Dit autrement, les équipes sont « tout à fait capables de faire plus, et même beaucoup plus ». Voilà près de trois ans que le groupe s’en donne les moyens, essentiellement au travers d’un plan de transformation et de spécialisation de ses quatre sites français. À Limoges, cet investissement global de 15 M€ se manifeste notamment par la nouvelle plateforme logistique de 9000 m2 installée à proximité des lignes et active depuis le 1er janvier, regain d’optimisation à la clef. 

L’entreprise est depuis le début intégrée aux réflexions entourant la notion d’économie de guerre. Elle en a d’ailleurs déjà expérimenté quelques principes. L’augmentation des cadences, par exemple, obligatoire en 2021 pour parvenir à livrer 300 VLRA au Maroc en six mois. Six véhicules sortaient alors par jour de Limoges, contre deux par jour en moyenne. L’anticipation ensuite, adoptée pour pouvoir recompléter au plus vite le parc de CAESAR de l’armée de Terre via des achats réalisés en amont des notifications. 

Bref, ne manquent que des commandes au long cours. Commander 109 CAESAR NG d’un coup, par exemple, éviterait une production saccadée et des pertes temporaires de compétences. « La visibilité nous permet d’anticiper, et anticiper nous permet de réduire les délais et de répondre plus rapidement à des demandes urgentes », résume Emmanuel Levacher.
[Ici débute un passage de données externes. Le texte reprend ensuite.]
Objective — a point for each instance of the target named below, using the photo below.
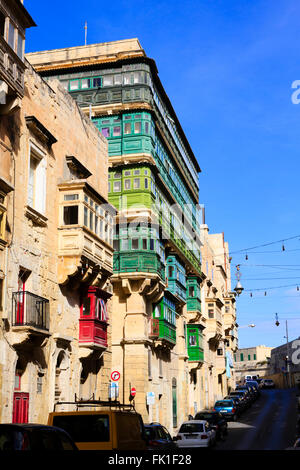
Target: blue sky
(228, 67)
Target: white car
(268, 383)
(195, 433)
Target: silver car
(195, 433)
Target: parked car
(111, 426)
(158, 437)
(195, 433)
(227, 408)
(268, 383)
(245, 401)
(255, 386)
(34, 437)
(251, 377)
(295, 446)
(250, 392)
(216, 421)
(238, 401)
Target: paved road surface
(269, 424)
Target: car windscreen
(205, 416)
(10, 439)
(224, 403)
(150, 433)
(191, 427)
(84, 428)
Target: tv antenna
(85, 33)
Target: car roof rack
(81, 403)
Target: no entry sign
(115, 375)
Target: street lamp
(238, 288)
(247, 326)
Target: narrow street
(270, 423)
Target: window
(11, 36)
(117, 131)
(127, 128)
(117, 186)
(108, 80)
(136, 183)
(71, 197)
(74, 85)
(85, 83)
(1, 295)
(137, 127)
(96, 82)
(37, 179)
(160, 367)
(135, 243)
(192, 340)
(149, 363)
(170, 271)
(2, 218)
(127, 79)
(116, 245)
(191, 291)
(125, 244)
(20, 46)
(211, 313)
(39, 383)
(105, 131)
(2, 24)
(127, 184)
(70, 215)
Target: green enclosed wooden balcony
(138, 261)
(195, 343)
(161, 329)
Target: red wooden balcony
(93, 320)
(154, 328)
(30, 310)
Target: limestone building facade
(56, 250)
(153, 183)
(219, 311)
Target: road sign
(115, 375)
(150, 398)
(113, 390)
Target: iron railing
(30, 310)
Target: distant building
(286, 358)
(252, 361)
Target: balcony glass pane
(70, 215)
(11, 36)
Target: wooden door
(20, 407)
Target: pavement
(269, 424)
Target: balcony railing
(30, 310)
(11, 68)
(154, 328)
(160, 329)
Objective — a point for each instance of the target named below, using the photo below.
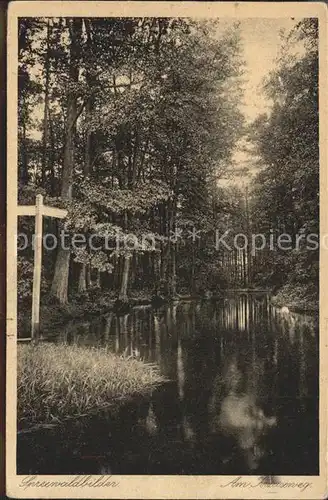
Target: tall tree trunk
(123, 295)
(59, 287)
(83, 285)
(45, 135)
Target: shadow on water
(242, 396)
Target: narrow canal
(242, 395)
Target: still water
(242, 396)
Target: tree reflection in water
(242, 396)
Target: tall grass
(56, 382)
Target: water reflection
(242, 396)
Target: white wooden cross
(38, 211)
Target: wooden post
(35, 327)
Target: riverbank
(57, 382)
(297, 298)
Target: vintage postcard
(167, 250)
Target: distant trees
(129, 122)
(285, 195)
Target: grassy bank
(297, 298)
(56, 382)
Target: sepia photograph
(165, 208)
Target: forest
(131, 124)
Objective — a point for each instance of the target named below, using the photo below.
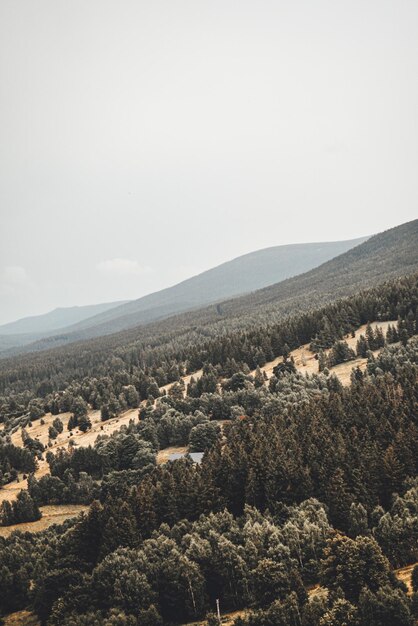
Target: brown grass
(306, 363)
(21, 618)
(405, 574)
(51, 514)
(163, 455)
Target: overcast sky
(143, 141)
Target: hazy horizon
(183, 279)
(143, 143)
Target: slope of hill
(384, 256)
(28, 329)
(241, 275)
(56, 319)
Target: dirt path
(306, 363)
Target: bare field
(304, 360)
(21, 618)
(306, 363)
(405, 575)
(163, 455)
(51, 514)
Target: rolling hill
(29, 329)
(241, 275)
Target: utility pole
(218, 612)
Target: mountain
(56, 319)
(384, 256)
(28, 329)
(241, 275)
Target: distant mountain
(28, 329)
(241, 275)
(384, 256)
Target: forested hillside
(303, 481)
(29, 329)
(241, 275)
(389, 254)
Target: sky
(144, 142)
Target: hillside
(382, 257)
(241, 275)
(28, 329)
Un mécanisme qui ne serait pas de trop pour compenser des délais de fourniture qui ont globalement doublé et pour continuer à soutenir les fournisseurs en difficulté. Certains ont déjà dû être aidés par Arquus, par le versement d’acomptes, le raccourcissement des délais de paiement, voire par l’achat de matières premières, mécanisme activé il y a peu pour aider un fournisseurs de pièces en aluminium.

Le hic c’est que, sur le plan des commandes, la LPM 2024-2030 est tout sauf une bonne nouvelle. Quand la LPM 2019-2023 avait porté l’activité d’Arquus, grâce à SCORPION ou aux programmes « à hauteur d’homme » comme celui du VT4, celle à venir acte la baisse des points de passage successifs d’ici à 2030. De 20 à 30% des cibles, soit plusieurs centaines de Griffon et de Jaguar, sont ainsi repoussés à 2035. « Ce n’est pas forcément une bonne nouvelle », souligne Emmanuel Levacher. Ces décalages ne feront par ailleurs qu’accentuer le besoin en maintien en condition opérationnel de parcs vieillissants mais prolongés, inflation des coûts à la clef. « Ce sera de toute façon nécessaire pour assurer la disponibilité de ces matériels », estime le PDG d’Arquus.

Hormis SCORPION, la copie présentée ce mardi fait l’impasse sur de nombreux sujets potentiellement structurants pour Arquus. De fait, rien n’y est dit à propos de la poursuite de l’ « ultimatisation » des VBL, de la recherche d’un successeur pour ces derniers, du remplacement des camions logistiques, des poids lourds et véhicules légers des forces spéciales (PLFS/VLFS). « Tout cela n’est pour l’instant pas clairement inscrit dans la LPM », relève Emmanuel Levacher.